Паша пробыл в Калязине пять лет — кончил городское учьлище, приобвык писать красиво и быстро, как положено человеку за конторкой, и Варвара Ивановна отвезла его в Москву. Он теперь жил у Викула Морозова: отрабатывал за пенсион больному папеньке мальчишкой без жалованья, при хозяйских харчах. И исправно писал длинные письма: чисто, без помарок, как на службе. И старался втиснуть в них все, что представляло хоть малейший интерес для родителей и брата.

Первые робкие шаги на жизненном поприще он сделал успешно. Викул Морозов отметил его рвение и скоро положил ему денежное довольствие — харчевое и за переписку бумаг — десять рублей в месяц.

Получались письма в Калязине, и вновь там наплывала тоска по Белокаменной. Читали эти письма днем, перечитывали вечером, возвращались к ним в другие дни, хвалили Пашу, спорили и все толковали о том, как отвезут Витю в Москву, сдадут его на руки Викулу и, наконец, тронутся в путь сами.

А Паша писал, и писал, и бередил душу:

«Христос воскресе! Милые папаша, мамаша и брат Витя, поздравляю вас с праздником, целую вас крепко-крепко; желаю вам в радости и в добром здоровье провести праздник.

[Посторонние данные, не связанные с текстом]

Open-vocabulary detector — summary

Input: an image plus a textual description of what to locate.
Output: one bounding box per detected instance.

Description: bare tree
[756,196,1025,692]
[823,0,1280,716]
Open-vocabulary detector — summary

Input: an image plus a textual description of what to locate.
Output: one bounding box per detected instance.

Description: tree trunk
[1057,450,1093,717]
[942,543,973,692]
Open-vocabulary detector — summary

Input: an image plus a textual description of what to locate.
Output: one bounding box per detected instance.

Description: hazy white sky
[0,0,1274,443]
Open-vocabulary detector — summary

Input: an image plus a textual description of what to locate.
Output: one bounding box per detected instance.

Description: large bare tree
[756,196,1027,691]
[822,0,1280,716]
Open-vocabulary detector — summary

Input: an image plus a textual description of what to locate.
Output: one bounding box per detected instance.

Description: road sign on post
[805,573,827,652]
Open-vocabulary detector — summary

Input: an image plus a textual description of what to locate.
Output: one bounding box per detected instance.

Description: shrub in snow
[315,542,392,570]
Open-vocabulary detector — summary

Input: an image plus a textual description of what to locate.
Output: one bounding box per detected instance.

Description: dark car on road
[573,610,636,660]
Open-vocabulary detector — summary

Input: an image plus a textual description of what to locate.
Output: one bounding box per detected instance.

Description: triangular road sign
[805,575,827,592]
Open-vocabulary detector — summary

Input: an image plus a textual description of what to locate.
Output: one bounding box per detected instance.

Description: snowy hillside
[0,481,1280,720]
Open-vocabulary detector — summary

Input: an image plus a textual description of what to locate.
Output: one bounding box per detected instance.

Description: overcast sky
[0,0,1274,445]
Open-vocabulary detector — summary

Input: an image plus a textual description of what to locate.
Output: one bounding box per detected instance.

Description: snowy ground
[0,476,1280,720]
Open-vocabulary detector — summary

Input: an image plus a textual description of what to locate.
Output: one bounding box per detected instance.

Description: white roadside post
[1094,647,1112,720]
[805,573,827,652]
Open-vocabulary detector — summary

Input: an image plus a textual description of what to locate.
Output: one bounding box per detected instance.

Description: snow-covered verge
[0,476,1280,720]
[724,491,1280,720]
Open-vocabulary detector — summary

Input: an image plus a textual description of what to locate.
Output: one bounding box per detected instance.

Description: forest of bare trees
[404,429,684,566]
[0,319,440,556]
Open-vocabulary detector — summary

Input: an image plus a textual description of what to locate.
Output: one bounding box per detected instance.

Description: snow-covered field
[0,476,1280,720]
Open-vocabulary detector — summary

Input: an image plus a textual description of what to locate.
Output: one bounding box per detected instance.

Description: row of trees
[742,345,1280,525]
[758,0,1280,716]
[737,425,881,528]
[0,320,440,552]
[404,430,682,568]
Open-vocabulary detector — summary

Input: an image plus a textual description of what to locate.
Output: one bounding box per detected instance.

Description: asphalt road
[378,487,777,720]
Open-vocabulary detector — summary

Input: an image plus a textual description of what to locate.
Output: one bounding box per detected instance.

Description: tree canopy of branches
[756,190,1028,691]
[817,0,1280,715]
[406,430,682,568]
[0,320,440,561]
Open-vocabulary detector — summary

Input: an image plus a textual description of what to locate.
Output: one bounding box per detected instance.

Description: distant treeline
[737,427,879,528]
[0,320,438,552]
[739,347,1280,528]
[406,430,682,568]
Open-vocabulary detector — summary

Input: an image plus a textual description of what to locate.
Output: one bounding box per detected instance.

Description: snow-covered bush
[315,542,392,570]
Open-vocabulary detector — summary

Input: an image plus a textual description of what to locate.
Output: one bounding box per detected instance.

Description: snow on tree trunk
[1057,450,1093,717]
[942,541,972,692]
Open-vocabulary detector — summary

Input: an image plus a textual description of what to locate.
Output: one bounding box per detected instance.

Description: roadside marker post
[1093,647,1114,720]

Мы кончили торговать в пятницу, в пять часов. Я, как приехал из конторы, сию же минуту пошел в церковь, думал, что священник будет исповедовать после вечерни, а он ушел отдыхать. Я решил встать в субботу пораньше. Так и сделал; поднялся в два часа и отправился в церковь. Заутреня началась через час. Я отстоял ее, перед обедней исповедовался и за обедней причастился. У нас вместе с двоюродной сестрой хозяйки живет ее (т. е. двоюродной сестры хозяйки) мужа брата жена. Она тоже наша, церковная. Она сделала кулич и пасху, а я освятил, и мы вместе с ней разговелись. А то бы мне, пожалуй, не пришлось и разговеться.

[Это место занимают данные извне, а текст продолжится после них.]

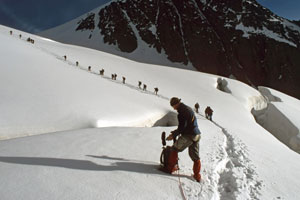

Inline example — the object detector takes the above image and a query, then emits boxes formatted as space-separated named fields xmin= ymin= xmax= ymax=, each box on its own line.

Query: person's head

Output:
xmin=170 ymin=97 xmax=181 ymax=110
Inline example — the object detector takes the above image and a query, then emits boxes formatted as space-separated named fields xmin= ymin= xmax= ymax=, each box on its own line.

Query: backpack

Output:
xmin=160 ymin=132 xmax=178 ymax=174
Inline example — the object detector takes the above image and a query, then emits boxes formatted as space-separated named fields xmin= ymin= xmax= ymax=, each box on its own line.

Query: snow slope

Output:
xmin=0 ymin=26 xmax=300 ymax=200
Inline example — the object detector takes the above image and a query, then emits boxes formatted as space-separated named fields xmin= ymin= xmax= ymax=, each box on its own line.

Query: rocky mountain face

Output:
xmin=64 ymin=0 xmax=300 ymax=99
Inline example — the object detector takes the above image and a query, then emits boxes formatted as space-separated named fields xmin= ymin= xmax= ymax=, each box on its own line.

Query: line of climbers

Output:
xmin=63 ymin=55 xmax=159 ymax=95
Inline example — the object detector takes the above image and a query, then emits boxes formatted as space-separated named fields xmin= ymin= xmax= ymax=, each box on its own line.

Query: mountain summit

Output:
xmin=41 ymin=0 xmax=300 ymax=99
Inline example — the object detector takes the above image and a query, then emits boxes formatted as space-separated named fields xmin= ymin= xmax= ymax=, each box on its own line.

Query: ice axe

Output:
xmin=161 ymin=131 xmax=176 ymax=147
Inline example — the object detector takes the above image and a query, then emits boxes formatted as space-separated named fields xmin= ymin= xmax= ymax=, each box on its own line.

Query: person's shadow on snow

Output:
xmin=0 ymin=155 xmax=168 ymax=175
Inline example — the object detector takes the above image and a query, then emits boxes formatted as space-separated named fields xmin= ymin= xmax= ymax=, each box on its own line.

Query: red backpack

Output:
xmin=160 ymin=132 xmax=178 ymax=174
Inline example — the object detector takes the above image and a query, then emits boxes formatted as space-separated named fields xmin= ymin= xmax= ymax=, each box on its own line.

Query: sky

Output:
xmin=0 ymin=0 xmax=109 ymax=33
xmin=0 ymin=0 xmax=300 ymax=33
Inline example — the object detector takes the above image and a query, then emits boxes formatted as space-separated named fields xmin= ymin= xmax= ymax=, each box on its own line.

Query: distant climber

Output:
xmin=154 ymin=88 xmax=158 ymax=95
xmin=100 ymin=69 xmax=104 ymax=76
xmin=205 ymin=106 xmax=214 ymax=121
xmin=195 ymin=103 xmax=200 ymax=113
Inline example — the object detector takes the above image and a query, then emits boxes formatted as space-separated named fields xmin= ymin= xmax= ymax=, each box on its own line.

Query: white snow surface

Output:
xmin=0 ymin=26 xmax=300 ymax=200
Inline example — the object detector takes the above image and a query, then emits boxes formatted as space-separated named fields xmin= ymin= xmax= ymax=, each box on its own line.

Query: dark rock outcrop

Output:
xmin=76 ymin=0 xmax=300 ymax=99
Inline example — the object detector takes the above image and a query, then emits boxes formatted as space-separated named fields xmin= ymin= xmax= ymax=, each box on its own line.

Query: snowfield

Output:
xmin=0 ymin=26 xmax=300 ymax=200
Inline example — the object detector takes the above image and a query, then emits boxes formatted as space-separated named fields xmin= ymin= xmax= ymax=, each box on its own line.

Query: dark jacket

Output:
xmin=172 ymin=103 xmax=201 ymax=137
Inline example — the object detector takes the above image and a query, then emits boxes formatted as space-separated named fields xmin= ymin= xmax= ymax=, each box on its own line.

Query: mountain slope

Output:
xmin=0 ymin=26 xmax=300 ymax=200
xmin=41 ymin=0 xmax=300 ymax=99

Потом я поздравил хозяев, и они велели мне сидеть в прихожей. Никак нельзя было уйти: все конторщики разъехались по домам, а с почты и с посыльными все время приносили визитные карточки, и нужно было сейчас же отсылать ответ. Вот я и писал ответы господам и купцам. Скучно мне не было, я запасся книгами и читал от раннего утра до поздней ночи так, что не ходил обедать (мне вынесли с кухни кусок пирога с чаем), и в один день прочел три книги по четыреста с лишним страниц в каждой.

На второй день карточек не было, я отпросился у Федора Викуловича отдать визит начальнику Александру Ивановичу Сараеву. Но его с семьей не нашел: они переехали на другую квартиру. Говорят, у него теперь шесть комнат, а где — не сказали…

Завтра как раз полгода, как я живу у Морозовых. Вид у меня хороший: мне сшили к пасхе костюм и осеннее пальто. И про деньги не беспокойтесь: неужели же я все свои харчевые буду проедать? Я проедал только по рублю двадцать пять копеек, а когда и меньше, поэтому у меня осталось десять рублей. Я их вышлю, вы положите на мою книжку. Мама пусть знает, что я не испытывал никакого голода, когда проедал пять копеек в день вместо десяти, потому что перед уходом хорошо наедался в хозяйской кухне. Я принял себе за правило: если с этих лет не буду беречь деньги, то в больших годах — и подавно.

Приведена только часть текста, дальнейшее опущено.